Less than a stranger

She said it was abuse. He said it was manipulation. By the time a Denton court got through with this messy custody battle, a good mother would lose her kids forever.

A fter getting over the initial shock of the decision, Shamoun had a hard time figuring out what went wrong. Even though there were no media present at the trial, jurors agreed to a self-imposed vow of secrecy, which worked against efforts by Andrews to seek a quick retrial.

According to one juror who spoke later, the secrecy vow and vote for termination were spearheaded in the jury room by the foreman, Kennard Royal.

Royal was warned several times during the trial about talking to participants, among them Jake Collier, the ad litem.

Collier and Royal, it turns out, were both on the board of directors of CASA of Denton County, a nonprofit agency that does fact-finding on behalf of judges in neglect and abuse cases.

Royal declined to comment for this report.
"I'll go to my grave believing something went wrong to taint the jury," Shamoun says. "I think some of them lied to me in their voir dire examination. I can't prove anything, but I believe there was jury misconduct in this case."

Shamoun didn't know until told by this reporter that Collier reported receiving a campaign check from Loveless on August 23, 1993, the day jury selection began in the case. (Collier's bid for a judgeship failed after five district judges called a press conference saying that, contrary to his campaign literature, they were not endorsing him.)

"I don't know the politics of it, but it was a kangaroo court--it was absolutely amazing," Shamoun says now. "My connection to that judge [Woodlock] was zero, and obviously he knew Katherine Kinser quite well. He knows her husband [Judge Frank Sullivan], who is a district judge in Fort Worth."

In the legal realm, the paperwork that Judge Woodlock submitted to the jurors--which was worded just the way Kinser wanted the judge to word it--did not inform the jury that they needed to find termination "in the best interests of the children," which is the state law standard for child custody cases.

The jury instructions simply asked whether Andrews "endangered the physical or emotional well-being" of the kids. A "yes" answer meant termination.

"What parent isn't guilty of that?" asks Shamoun. Under that standard, a mother who turns her head once while her kid is in a swimming pool could be a candidate for termination.

The Court of Appeals for the Second District in Fort Worth, after mulling over the case for nearly two years, voted last April to overturn the verdict, saying there was insufficient evidence to support the "drastic remedy" of termination.

Eleven months later, the Texas Supreme Court agreed. By that time, the case had begun capturing wider attention, due in no small part to a spirited Katherine Andrews letter-writing campaign.

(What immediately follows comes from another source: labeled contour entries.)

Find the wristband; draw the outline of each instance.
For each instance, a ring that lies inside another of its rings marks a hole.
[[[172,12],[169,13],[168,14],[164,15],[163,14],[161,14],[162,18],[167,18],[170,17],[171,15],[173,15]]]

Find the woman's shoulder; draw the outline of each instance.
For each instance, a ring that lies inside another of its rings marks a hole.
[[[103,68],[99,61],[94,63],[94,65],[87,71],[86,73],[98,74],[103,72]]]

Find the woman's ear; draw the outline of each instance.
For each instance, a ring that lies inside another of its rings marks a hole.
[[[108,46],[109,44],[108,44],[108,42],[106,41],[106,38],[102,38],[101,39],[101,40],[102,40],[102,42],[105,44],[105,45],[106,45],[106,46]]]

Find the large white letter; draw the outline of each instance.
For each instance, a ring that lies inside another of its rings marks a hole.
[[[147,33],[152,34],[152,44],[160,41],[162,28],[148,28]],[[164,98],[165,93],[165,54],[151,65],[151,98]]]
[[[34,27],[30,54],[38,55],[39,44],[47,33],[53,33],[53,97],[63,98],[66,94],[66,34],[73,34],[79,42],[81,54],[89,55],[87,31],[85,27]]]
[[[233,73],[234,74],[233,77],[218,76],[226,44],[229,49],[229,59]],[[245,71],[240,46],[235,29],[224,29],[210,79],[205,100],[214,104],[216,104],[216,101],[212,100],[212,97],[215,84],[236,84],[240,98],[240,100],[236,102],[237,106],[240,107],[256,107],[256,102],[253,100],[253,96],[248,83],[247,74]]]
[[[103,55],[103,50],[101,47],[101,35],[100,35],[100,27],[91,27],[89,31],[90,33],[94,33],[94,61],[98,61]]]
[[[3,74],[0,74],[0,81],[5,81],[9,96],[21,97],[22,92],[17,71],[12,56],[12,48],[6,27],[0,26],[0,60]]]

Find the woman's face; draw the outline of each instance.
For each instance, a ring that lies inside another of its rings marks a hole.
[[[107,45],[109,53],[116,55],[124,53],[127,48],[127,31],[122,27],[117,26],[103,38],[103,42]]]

Joan Pennington, a lawyer and director of the New Jersey-based National Center for Protective Parents, wrote a friend-of-the-court brief on behalf of 11 child organizations taking issue with the validity of using "parental alienation syndrome" to terminate Andrews' rights. "The great thrust of public sentiment is that all these mothers are coaching and brainwashing their kids," Pennington says, saying that those attitudes comfort abusers. "In 14 years of being involved in custody cases, I've never yet seen a kid who will say what you want them to say about these issues."

W ard Brockman, a 35-year-old software engineer and one of the two jurors who voted against termination, says he felt intuitively that the kids had not been abused. But, he says, "Termination is bad business. This wasn't a Darlie Routier-type of mother. I look at my children, and they'd be lost without my wife. This was like saying their mother is dead."

Katherine Andrews recalls wishing she would die in the bleak aftermath of the verdict. "She didn't get out of bed for two months," her husband recalls. "It would have been kinder if they killed her."

Adds Katherine, talking at the dining table of their neat North Dallas apartment, the family dog at her feet: "I was a vegetable. The only time I remember not having any pain was when I was asleep. I wanted to die. I really wished I'd die. You hear of people willing themselves to death--they just give up. I really didn't think I had anything to live for."

A few months after the verdict, Katherine's daughter wrote a short letter to her stepsister, Stephanie, in which the little girl said, "I miss you guys so much I cry."

With that, Andrews decided to visit her kids a last time at their school.
"It was a tearjerker, as you'd imagine," recalls Charles Saunders, who went with Andrews. "The thing I remember most is Adam seeing her and blurting out, 'He's not doing it anymore.' It was the first thing he said."

The school visit prompted David DuMontier to tell the court he feared Katherine could kidnap the children, and he requested and received a permanent restraining order against his ex-wife and a half-dozen of her friends. It bars them from going within 100 feet of the children's home, their school, their playground, or anywhere else they might be.

After recovering from the disabling first shock of the verdict, Mark and Katherine Andrews threw themselves into their work in the vet van.